At the press conference Monday, Julius said that it was a great honor to receive the award on behalf of the team of researchers in his lab who have worked on this question for more than two decades now.
“We don’t go into this thinking we’re going to win prizes, we just do it for the thrill of discovering something,” he said. “There’s a time when you make a discovery when you’re the only person on the planet — or at least you think you’re the only person on the planet — who knows the answer to a particular question, and that’s a really thrilling moment. That’s what most of us live for.”
Julius, originally from New York, and Patapoutian, who was born in Beirut and moved to the U.S. as a teenager, will share 10 million Swedish kronor, or about $1.35 million. Their names are added to a list of medicine Nobel winners that includes 224 men and 12 women.
Perlmann said it was tough to get in touch with the laureates before the announcement but was able to “with the help of one father and one sister-in-law.” He said both were very happy and surprised in their brief conversations.

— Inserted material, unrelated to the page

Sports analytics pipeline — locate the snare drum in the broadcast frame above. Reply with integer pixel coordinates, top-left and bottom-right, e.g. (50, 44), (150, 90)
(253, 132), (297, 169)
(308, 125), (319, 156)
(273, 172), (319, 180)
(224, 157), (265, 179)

Covid-19 came up during the Nobel Academy’s press conference. One prize committee member said there is a link between research begun decades ago and the present pandemic.
“This is not directly related to Covid, but as you know, during the last year, we have been socially distancing from each other,” Abdel El Manira, professor of neuroscience at Karolinska Institute, said. “We have missed the sense of touch, the sense of the warmth that we give to each other, like … when hugging each other.”
This story has been updated with background and comment on the winning research.